久しぶりに日本社会の暗部をかいま見てしまったぜ。
日ごろ、なにも疑問を持たずに払っているお金、というのは確かに存在する。例えば病院で払う医療費。
日本は国民皆保険という素晴らしい制度となっている。保険証さえ持っていれば、どこの病院に転がり込もうが、誰にでも同じ料金で、同じ(という建前の)サービスが受けられる。水はただである、という大変な勘違いと同じように、日本では病院にかかる敷居がとっても低い。これって世界の中で比べても幸せなことなのだ。
例えば、もっとも医療が進んでいるとされるアメリカ。確かに世界トップレベルの医療である。病院もとってもきれいで、看護も手厚い。インフォームドコンセントもきちんとなされ、不明朗なところがない。2時間待って3分診療の日本とは大きな違いに見える。
が、医者にかかるためには目の飛び出るようなお金が必要だ。所得格差も激しいから、貧しい人はなかなか思うように医者にかかることができない。最高の医療が受けられて例え重病が治癒したとしても、治った暁にはホームレスになるしかないというちょいと大げさに言えばこんな感じの厳しい現実がある。アメリカでは入院は最小限しかしない。出産であれば、48時間で退院する。それ以上保険が下りないから。
日本ではすべての医療は基本的に保険でカバーされる。患者が払うのは1割から3割程度。あまり高くないから、疑問すら持たずに言い値を払う。40年間続けてきた習慣だから、言われたそのままを払ってしまうくせが付いてしまった。居酒屋では1品いくらで明朗会計なのに、病院ではレシートさえくれない。どんな医療行為にいくら払っているかも分かりやしない。
病院も必死だ。なにせ、医療行為のすべてが保険点数によって縛られ、金額が決められ、あまり儲からないどころか、赤字が出るような仕組みになっている。つぶれないためには、ちょっとぐらいは不正をしたくなる気持ちも分からないでもない。けれども、人間、余分なお金は払いたくないものである。払うべきお金は払うが、納得して払いたい。
最たるものは「差額ベッド料」だ。これは、患者が「大部屋は落ち着かないし、トイレもしずらいから嫌だ」と言って個室などの特別待遇を求めたときに支払うお金だ。個室であれば1日5000円から15000円くらい。本来は、入院費用は保険でみてもらえるのだが、特別待遇を求めたのだから自己負担は当然という考え方だ。余分に徴収できるお金だから、病院側は、いくらで個室に入られるかを分かりやすい場所に掲示しないといけないし、本当に患者が望んで個室に入ったのかを確認するため「同意書」にサインしてもらう必要がある。
ところが、これが病院が儲けることのできるほとんど唯一の手段なものだから、あの手この手を使って個室を埋めようとする。

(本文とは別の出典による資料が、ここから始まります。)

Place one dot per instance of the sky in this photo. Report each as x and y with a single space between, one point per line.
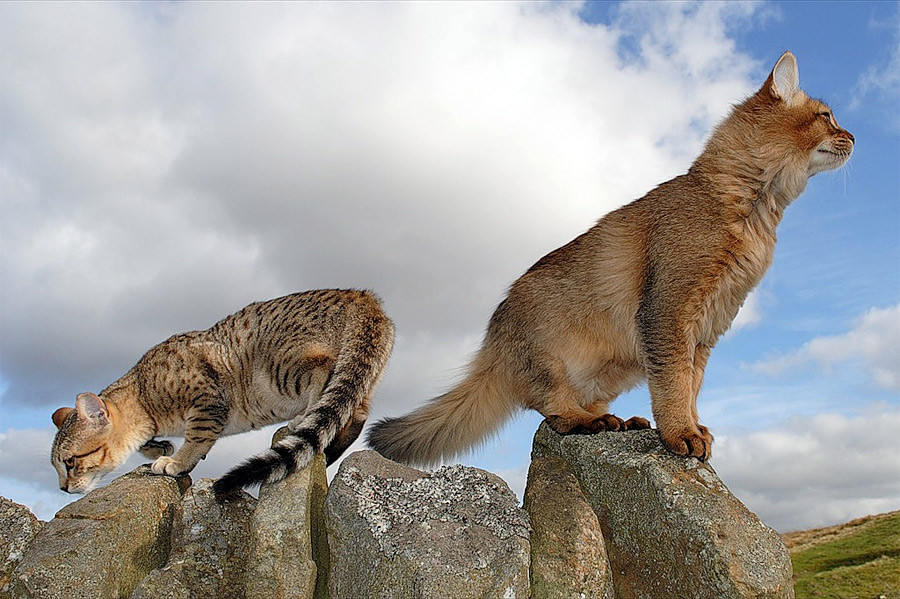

例えば、心臓発作で救急車で運ばれる。「この患者さんは人工呼吸が必要だ。きちんと呼吸管理するために個室に入って」と看護婦さんから言われる。書類が出されて「ここにサインして」。動転している家族は、訳も分からずサインする。そして、個室に入り、2カ月入院。一日5000円として60日、30万円が医療費と別途に請求されてびっくり。どういうことだこりゃ、ということになってしまう。確かに同意書は書いたけれど、特別待遇を求めたわけでもないし、そもそもどんな書類にサインしたのかすら覚えていない。でも、病院から請求されたのだから、こんなものだろうと、ちょっと家計には痛いけれど、すんなり払ってしまう。
こんな不条理なことが横行している。中には、同意書すらなく、差額ベッド料を請求したケースもある。そりゃあ、ちゃんと見識を持っている病院だってあるけれど。
入院して、4人以下の部屋に入ったらまずは確認することだ。「この部屋は差額ベッド料が取られないのか」。入院時に変な書類にサインしていないか。病院の請求書が妙に高くないか。日本では保険で医療費がまかなわれ、患者は一部を負担すればよい。しかも、自己負担額も上限があり、まず1カ月7万円以上は取られることが少ない。
妙に高い医療費を払った覚えがあったら、病院に文句を言おう。取り合ってもらえなければ県庁の保険担当にちくると、お金が戻ってくるかもしれない。
こんな妙な仕組みがそこら辺を見回すと、あちこちにある。例えば、公団住宅の管理費。道路公団に群がる天下り関連会社と同じ構図なのである。ああ、いやだ。